One Hundred Days with Diaz-Canel as Our President

Miguel Diaz Canel on one of his tours around Havana. Photo:


We have to give this humdrum president credit though, he is keeping the only promise he made when he took on this position: that his government would be one of continuity.


By Repatriado

HAVANA TIMES — In the brief time Diaz-Canel has been president of Cuba, there have already been some important signs which tell us about how he is thinking of governing the country.

His absolute lack of personal charisma makes it impossible for him to be populist in a wordy way like Fidel or Chavez and thank God he has enough personal dignity not to try and become an embarrassing loud-mouth like Maduro or a new Christian/Communist in true Ortega-style.

However, he has tried to make up for this shortcoming with an energetic agenda of meetings which people might understand to be executive power and leadership, but unfortunately this kind of government (just as populist as his predecessor) ends up being an empty arrogant gesture that he gives his underlings in a paternalistic way.

One of the flaws of political and economic centralization is that the Head of State needs to know and be the best at everything, something which the late Fidel (the country’s leading engineer, doctor, bioengineer, athlete, farmer and astrologist) was well-known for.

We have seen Diaz-Canel giving such sublime guidance on the news like telling cattle breeders that they have to milk cows more to get more milk, telling drivers that they need to drive carefully and scientists that they need to be more intelligent, finishing each and every one of these theatrical meetings with words about the importance of producing more, modernizing the economy and controlling, controlling, controlling.

His closing speech at the recent Cuban Association of Journalists UPEC congress was a first-class rant of the most out-of-date Castrismo, stronghold of the most absolute tropical conservatism where the only change will be his upcoming Twitter account which has been announced for December (?).

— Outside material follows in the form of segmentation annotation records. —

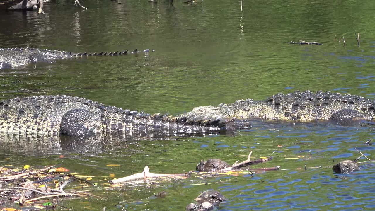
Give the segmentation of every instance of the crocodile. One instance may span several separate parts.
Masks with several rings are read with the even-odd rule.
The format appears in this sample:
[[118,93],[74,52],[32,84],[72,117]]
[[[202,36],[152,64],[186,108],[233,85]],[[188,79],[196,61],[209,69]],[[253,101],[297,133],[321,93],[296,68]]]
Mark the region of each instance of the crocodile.
[[[148,52],[146,49],[143,52]],[[140,53],[135,49],[131,53]],[[52,63],[60,59],[69,59],[88,56],[116,56],[125,55],[128,51],[114,52],[101,52],[94,53],[74,53],[33,48],[0,48],[0,69],[16,68],[37,62]]]
[[179,122],[194,122],[212,116],[218,119],[231,118],[260,120],[268,122],[332,121],[342,125],[375,121],[375,101],[357,95],[309,90],[274,95],[267,99],[239,99],[218,106],[196,107],[174,118]]
[[197,119],[199,122],[197,126],[194,121],[179,121],[166,114],[123,109],[64,95],[34,96],[0,101],[0,132],[6,133],[73,136],[98,133],[161,134],[166,131],[194,133],[247,127],[246,121],[215,117],[209,115]]

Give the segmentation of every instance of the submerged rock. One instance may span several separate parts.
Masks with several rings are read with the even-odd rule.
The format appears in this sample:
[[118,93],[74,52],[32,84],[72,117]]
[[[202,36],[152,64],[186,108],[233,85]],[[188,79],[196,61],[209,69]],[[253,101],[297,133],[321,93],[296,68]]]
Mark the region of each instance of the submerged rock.
[[207,161],[201,160],[196,166],[196,170],[200,172],[214,172],[230,167],[226,162],[219,159],[210,159]]
[[358,164],[351,160],[344,160],[336,164],[332,169],[336,173],[348,173],[361,169]]
[[213,190],[209,190],[200,194],[195,200],[198,204],[208,202],[217,205],[220,202],[225,201],[226,199],[220,192]]

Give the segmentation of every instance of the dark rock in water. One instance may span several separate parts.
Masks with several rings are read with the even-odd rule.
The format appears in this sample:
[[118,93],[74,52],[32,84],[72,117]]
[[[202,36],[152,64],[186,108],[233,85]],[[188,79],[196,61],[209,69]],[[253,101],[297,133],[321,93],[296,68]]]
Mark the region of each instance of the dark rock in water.
[[230,167],[225,161],[219,159],[210,159],[207,161],[201,160],[196,166],[196,170],[202,172],[214,172]]
[[332,168],[336,173],[348,173],[360,170],[358,165],[351,160],[344,160],[336,164]]
[[199,208],[199,206],[196,203],[191,203],[186,206],[186,210],[196,210]]
[[226,200],[226,199],[221,193],[213,190],[205,191],[200,194],[199,196],[195,199],[198,204],[208,202],[215,205]]
[[191,203],[186,206],[186,210],[194,211],[211,211],[215,209],[215,207],[212,203],[206,202],[198,205],[196,203]]
[[[215,208],[215,207],[212,204],[208,202],[202,203],[200,206],[202,207],[201,209],[202,209],[205,211],[212,210]],[[198,210],[200,210],[201,209],[200,209]]]

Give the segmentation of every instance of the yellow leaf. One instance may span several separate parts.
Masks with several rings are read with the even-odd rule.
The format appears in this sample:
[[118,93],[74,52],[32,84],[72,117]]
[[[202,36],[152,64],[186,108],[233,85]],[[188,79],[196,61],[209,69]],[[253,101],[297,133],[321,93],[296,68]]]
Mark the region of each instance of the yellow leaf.
[[17,209],[14,208],[3,208],[3,210],[4,210],[5,211],[14,211],[15,210],[17,210]]

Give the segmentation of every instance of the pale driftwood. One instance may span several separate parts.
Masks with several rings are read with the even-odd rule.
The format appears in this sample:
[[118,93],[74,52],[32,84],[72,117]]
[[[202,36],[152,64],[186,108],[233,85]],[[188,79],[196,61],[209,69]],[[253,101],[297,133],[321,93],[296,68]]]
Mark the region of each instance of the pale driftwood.
[[[234,164],[232,165],[232,167],[231,168],[231,169],[239,169],[240,168],[243,168],[250,165],[266,162],[268,160],[272,160],[273,158],[272,157],[270,157],[269,158],[262,158],[255,160],[251,161],[250,160],[250,156],[251,156],[251,154],[252,153],[253,151],[251,151],[250,153],[249,154],[249,155],[248,156],[247,160],[244,161],[243,161],[242,162],[241,162],[240,163],[238,164],[237,163],[239,161],[237,160],[234,163]],[[228,169],[228,168],[226,168]]]
[[[8,8],[13,10],[31,10],[34,5],[39,5],[42,0],[22,0],[20,2]],[[42,3],[43,5],[43,3]],[[42,7],[43,6],[42,6]]]
[[119,178],[116,179],[110,180],[108,182],[111,184],[115,183],[124,183],[133,180],[136,180],[143,179],[146,181],[146,179],[148,178],[160,178],[161,177],[171,177],[173,178],[176,176],[182,176],[187,177],[188,175],[187,174],[159,174],[153,173],[150,173],[150,168],[148,166],[146,166],[143,169],[143,172],[141,173],[135,173],[134,175],[125,176],[122,178]]
[[27,173],[21,173],[16,175],[12,175],[12,176],[0,176],[0,181],[15,179],[16,179],[19,178],[20,177],[22,177],[22,176],[29,176],[33,174],[39,173],[41,172],[44,172],[44,171],[46,171],[47,170],[50,170],[52,169],[52,168],[54,167],[55,166],[49,166],[48,167],[47,167],[44,169],[39,169],[39,170],[37,170],[36,171],[30,172],[29,172]]
[[[359,152],[360,153],[360,154],[362,154],[362,156],[364,156],[364,157],[365,157],[365,158],[367,158],[367,159],[368,159],[368,160],[370,160],[370,158],[368,158],[368,157],[366,157],[366,155],[364,155],[364,154],[363,154],[363,153],[362,153],[362,152],[360,152],[360,151],[359,151],[359,150],[358,150],[358,149],[357,149],[357,148],[354,148],[354,149],[356,149],[356,150],[357,150],[357,151],[358,151],[358,152]],[[362,157],[362,156],[361,156],[361,157]]]
[[[48,192],[42,192],[41,191],[39,191],[38,190],[33,189],[33,188],[25,188],[25,187],[12,187],[9,188],[9,189],[10,189],[10,190],[12,189],[21,189],[21,190],[28,190],[28,191],[32,191],[33,192],[35,192],[35,193],[40,193],[40,194],[42,194],[42,195],[44,195],[45,196],[48,196],[48,195],[56,195],[56,192],[49,192],[49,193],[48,193]],[[57,191],[57,192],[60,192],[60,191]],[[61,192],[60,192],[60,193],[66,193],[65,192],[63,192],[63,193],[61,193]]]
[[25,201],[25,203],[27,203],[27,202],[34,202],[40,199],[44,199],[45,198],[49,198],[50,197],[54,197],[55,196],[84,196],[86,195],[83,195],[82,194],[76,194],[75,193],[60,193],[59,194],[55,194],[54,195],[49,195],[48,196],[40,196],[40,197],[38,197],[37,198],[35,198],[34,199],[29,199],[28,200],[26,200]]

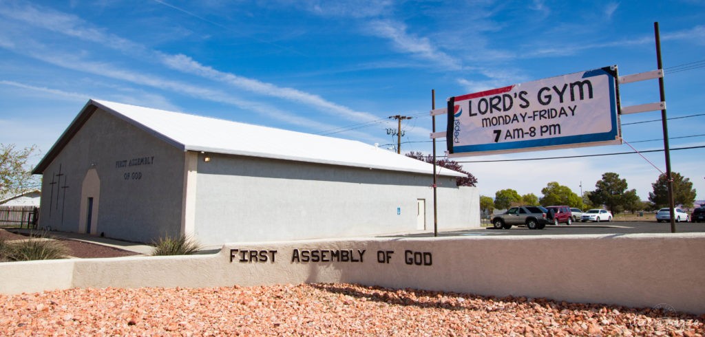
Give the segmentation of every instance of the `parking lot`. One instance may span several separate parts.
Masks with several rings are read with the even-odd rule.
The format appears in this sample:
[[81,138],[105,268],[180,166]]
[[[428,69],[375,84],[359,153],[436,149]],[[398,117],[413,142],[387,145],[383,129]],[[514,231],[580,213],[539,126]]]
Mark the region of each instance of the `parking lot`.
[[[676,233],[705,233],[705,223],[678,222]],[[635,233],[670,233],[670,223],[638,221],[613,221],[611,222],[574,222],[568,226],[548,225],[544,229],[531,230],[525,226],[513,227],[510,229],[496,229],[483,227],[478,229],[439,232],[439,236],[480,236],[502,235],[563,235],[563,234],[627,234]],[[433,236],[433,233],[399,235],[403,237]]]

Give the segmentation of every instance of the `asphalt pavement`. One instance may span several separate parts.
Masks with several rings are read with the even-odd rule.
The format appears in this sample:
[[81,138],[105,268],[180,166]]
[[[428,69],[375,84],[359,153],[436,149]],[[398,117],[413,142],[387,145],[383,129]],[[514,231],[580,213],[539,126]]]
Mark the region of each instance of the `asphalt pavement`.
[[[563,235],[563,234],[627,234],[636,233],[670,233],[670,222],[613,221],[611,222],[573,222],[570,226],[560,224],[546,225],[544,229],[529,229],[525,226],[513,226],[509,229],[483,227],[477,229],[439,232],[439,236],[484,236],[502,235]],[[705,223],[678,222],[676,233],[705,233]],[[386,236],[387,237],[428,237],[433,233]]]

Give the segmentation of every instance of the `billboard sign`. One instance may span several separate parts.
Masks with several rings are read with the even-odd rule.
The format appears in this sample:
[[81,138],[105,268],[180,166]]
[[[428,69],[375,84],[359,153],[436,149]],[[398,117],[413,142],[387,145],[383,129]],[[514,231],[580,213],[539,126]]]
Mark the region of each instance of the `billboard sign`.
[[615,69],[450,97],[450,156],[621,144]]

There are still the same threatening calls for unity within the Revolution, any slight freedom of speech is blighted, tying journalist’s hands even tighter of whom he very insultingly said: they combine their state job with some dabbling in small unofficial digital media platforms “in order to earn a few dollars”, the new Ethics Code bans this activity, Cuban journalists are the Homeland’s soldiers, and “La patrie, c’est moi”.

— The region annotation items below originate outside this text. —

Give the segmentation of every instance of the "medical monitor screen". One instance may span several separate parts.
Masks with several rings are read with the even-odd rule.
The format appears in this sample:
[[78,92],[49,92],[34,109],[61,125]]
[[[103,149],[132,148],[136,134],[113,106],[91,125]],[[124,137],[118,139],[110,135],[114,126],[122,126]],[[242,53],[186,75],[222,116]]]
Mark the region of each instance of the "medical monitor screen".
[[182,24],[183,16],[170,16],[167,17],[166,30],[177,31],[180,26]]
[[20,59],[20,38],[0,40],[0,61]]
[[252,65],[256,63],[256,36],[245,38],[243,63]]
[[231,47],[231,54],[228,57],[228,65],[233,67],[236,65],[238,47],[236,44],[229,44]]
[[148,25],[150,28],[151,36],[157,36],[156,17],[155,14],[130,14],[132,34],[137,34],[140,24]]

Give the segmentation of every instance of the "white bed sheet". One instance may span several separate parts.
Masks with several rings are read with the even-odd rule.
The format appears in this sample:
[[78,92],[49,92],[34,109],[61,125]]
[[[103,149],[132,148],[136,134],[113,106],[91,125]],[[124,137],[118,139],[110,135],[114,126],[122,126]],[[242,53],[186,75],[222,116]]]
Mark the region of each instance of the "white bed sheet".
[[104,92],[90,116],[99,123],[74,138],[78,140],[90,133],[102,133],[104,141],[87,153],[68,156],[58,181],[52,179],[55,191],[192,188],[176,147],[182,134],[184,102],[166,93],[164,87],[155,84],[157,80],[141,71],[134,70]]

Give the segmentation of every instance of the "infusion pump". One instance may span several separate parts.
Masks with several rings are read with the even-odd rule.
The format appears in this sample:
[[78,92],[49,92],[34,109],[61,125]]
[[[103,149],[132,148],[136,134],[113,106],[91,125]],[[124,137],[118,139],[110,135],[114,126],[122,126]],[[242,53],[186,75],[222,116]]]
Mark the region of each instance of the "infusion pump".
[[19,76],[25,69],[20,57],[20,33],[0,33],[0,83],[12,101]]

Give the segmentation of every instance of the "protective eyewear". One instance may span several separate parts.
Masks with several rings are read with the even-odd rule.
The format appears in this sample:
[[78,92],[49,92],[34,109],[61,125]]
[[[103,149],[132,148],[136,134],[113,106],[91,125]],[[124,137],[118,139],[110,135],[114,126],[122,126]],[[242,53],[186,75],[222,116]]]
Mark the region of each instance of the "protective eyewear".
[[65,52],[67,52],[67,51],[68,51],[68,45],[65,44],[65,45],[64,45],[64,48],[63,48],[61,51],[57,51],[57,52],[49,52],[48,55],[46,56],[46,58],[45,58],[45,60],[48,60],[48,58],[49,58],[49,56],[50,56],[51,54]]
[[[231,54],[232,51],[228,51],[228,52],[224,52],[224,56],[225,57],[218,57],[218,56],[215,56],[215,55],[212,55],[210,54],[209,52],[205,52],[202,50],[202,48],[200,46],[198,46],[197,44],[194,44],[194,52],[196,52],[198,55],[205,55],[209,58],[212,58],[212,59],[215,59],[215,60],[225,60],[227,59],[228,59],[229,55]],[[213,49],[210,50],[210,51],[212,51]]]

With regard to the economy, granting licenses again in order to work in a few legal and private professions has been the most important thing. But, licenses will be handed out under an even stricter system, designed to stop anyone from prospering financially which would lead to the creation of a middle class. We will continue to be the country where the most power and wealth is concentrated in few hands, if we don’t include Kim’s Korea of course.

Referring back to the constitution that is currently being cooked up, they have already warned us that the Communist Party will remain the highest supreme power in society and the State, thereby excluding any window for the slightest bit of democratization. On the other hand, Marti’s legacy and the Marxist-Leninist doctrine “won’t be abandoned, not for an instant, which make up the main ideological foundation of our Revolution.”

So as to make sure nobody gets any funny ideas and thinks that holding citizenship from another country makes you any more safe and independent from the government, they have announced that the Constitution will stipulate that “Cuban citizens, in Cuba, will be governed by this condition and won’t be allowed to use their foreign citizenship”. It’s truly frightening…

His international outlook continues to be the same, standing alongside Cuba’s Latin American friends without criticism and without caring about how many citizens they are killing and moving towards Putin more and more, which they moved away from when they thought that Obama was going to open up the US market to them.

We have to give this humdrum president credit though, he is keeping the only promise he made when he took on this position: that his government would be one of continuity. Whether it’s because of a lack of political maneuverability, opportunism or personal weakness, any hopes for improvement for a people who desperately need a wake-up call has faded away like mist under the sun of facts. Diaz-Canel has proven that his bosses are mistaken about everything but holding onto power, even if that is indirectly so.

12 thoughts on “One Hundred Days with Diaz-Canel as Our President

  • The photograph of Diaz-Canel is interesting. For the regime of which he is the so-called “President” claims that only 9.9% of the Cuban population is black.

  • Your comments about the difficulties of being unable to afford house repairs, repair equipment or go on vacation, remind me Repatriado of a Cuban veterinary friend of mine. Following Raul Castro generously deciding that Cuban citizens would actually be allowed to stay in hotels in their own country, my friend and his wife went and stayed at an hotel in Varadero for four nights. Both particularly enjoyed mixing and talking with people from other countries, and my friend said:
    “It was the experience of a lifetime, but it cost us all our savings, we will never be able to do it again.”
    They do not have any relatives living in other countries and we seldom see a tourist in our town, so there is no opportunity to converse with people from other countries.